Now, this is only the first issue and there are 49 others that he deals with, and each with a perspective that is surprising, practical, moral, and balanced in a fascinating way. Unless you are seriously schooled in libertarian theory, you might find it difficult to anticipate what he will say. Even if you get the libertarian point of view, Ron’s argument and evidence will surprise you.
Consider his writings on privacy, for example. He argues that it is a violation of human rights for the state to invade our privacy. At the same time, he argues that it is contrary to liberty for the state to restrict the right of private businesses to use cameras, websites to collect information on us, or businesses to investigate credit histories of their employees. As one application, he favors total drug legalization but defends the rights of business to drug test.
If anyone else in public life has taken this position — which Ron, as always, makes very persuasive and compelling in his narrative — I’m not aware of it.
So on it goes through so many issues. He opposes war with the passion of the Old Left. But he sounds like the Old Right on issues of taxes and regulations. His writings on terrorism mark him out as a real radical against the state’s stupid policies (he says that terrorism is a result of US foreign policy). At the same time, he has no problem with private discrimination on any grounds: sex, race, disability, or whatever. On marriage, he upholds the traditional definition (man and woman before God) but favors free association: “Why not tolerate everybody’s definition as long as neither side uses force to impose its views?”
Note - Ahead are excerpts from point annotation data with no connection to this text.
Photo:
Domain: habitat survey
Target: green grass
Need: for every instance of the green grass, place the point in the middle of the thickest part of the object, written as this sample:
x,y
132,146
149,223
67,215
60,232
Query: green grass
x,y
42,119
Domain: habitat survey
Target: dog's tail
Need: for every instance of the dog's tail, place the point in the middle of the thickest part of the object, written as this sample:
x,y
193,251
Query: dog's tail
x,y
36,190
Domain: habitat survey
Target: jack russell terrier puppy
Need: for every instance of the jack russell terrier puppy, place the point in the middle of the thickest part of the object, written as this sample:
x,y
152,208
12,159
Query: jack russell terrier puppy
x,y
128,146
He gets into sticky areas like the history of Zionism, and here again, I can promise you that you have never heard this point of view (he celebrates the original cultural movement but condemns the manner in which later political ambitions corrupted a great cause). On trade, he is at once a radical proponent of universal commercial rights and an opponent of legislated treaties like NAFTA. On gun control, he favors it for the government and opposes it for the individual.
Driving this book forward on page after page are the relentless surprises, the truth-telling logic, and the speak-from-the heart tone of the prose. You might agree with all, half, or none. But there is no way you will think about any of these issues in the same way after being schooled in the Paulian point of view.
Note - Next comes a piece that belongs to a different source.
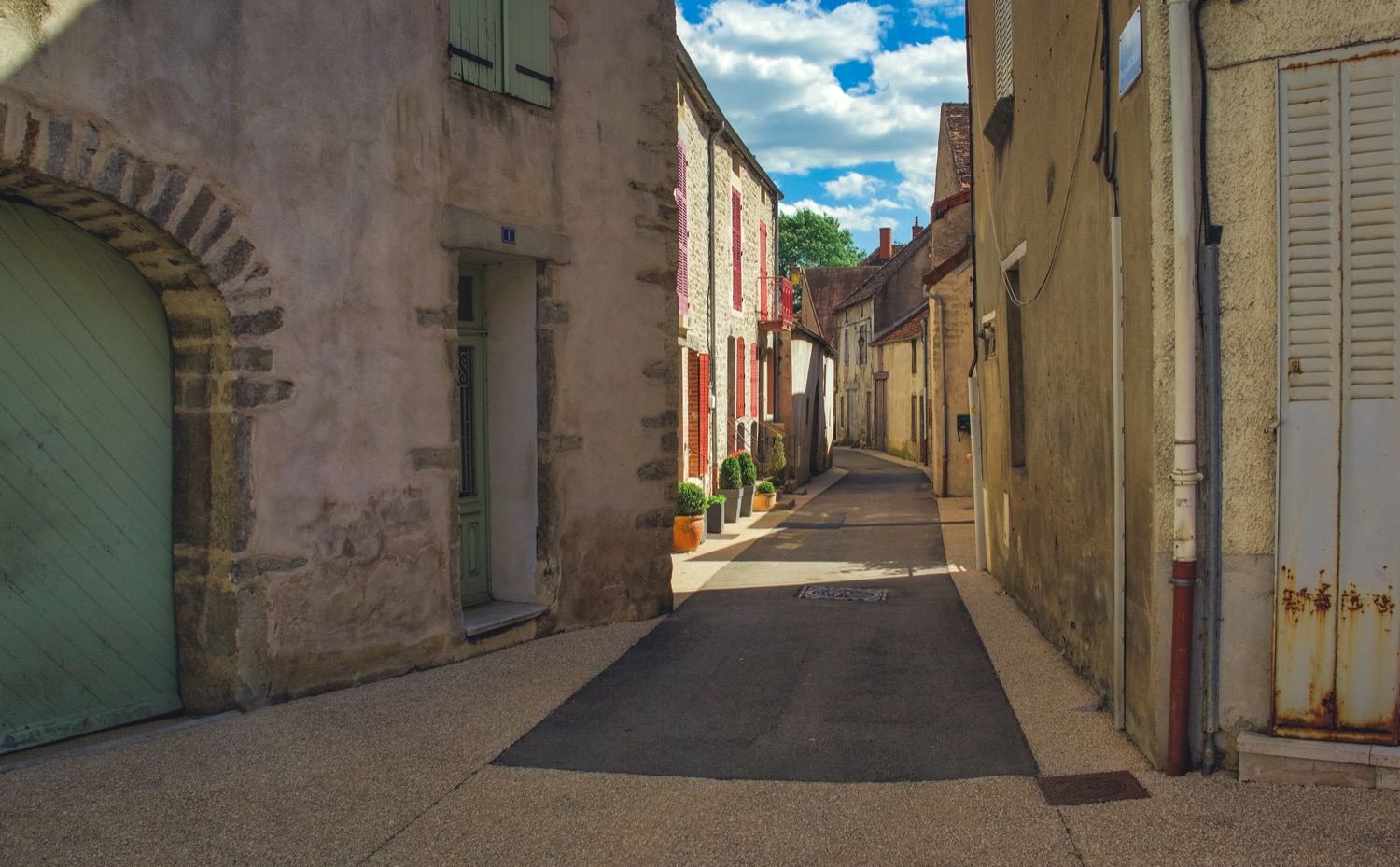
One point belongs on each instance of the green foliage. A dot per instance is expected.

This much is clear: there has never been a book like this to appear from any US political figure. It contains not a hint of political posturing or pandering. Its purpose is not to vault Ron to the top of a presidential ticket. The ambition of the book can be modestly described as educational, but the effect could be much more. This is the book we’ve needed to blow up the rhetorical structure of generations of political activism and replace it with a completely new vision of liberty.
This is why the book is called Liberty Defined. When you are lost and confused about a subject, the right way forward is to begin by defining your terms. At last, one man has done just this. He has defined liberty. And then he has done more: he has shown us that liberty is right, liberty works, liberty is the only way forward.
With this marvelous and passionate book, Ron Paul has really made a mark in the literary history of our times. It is a book of courage, intelligence, and vision. It should become our credo. Ron could be the founding father of a new and free America and world.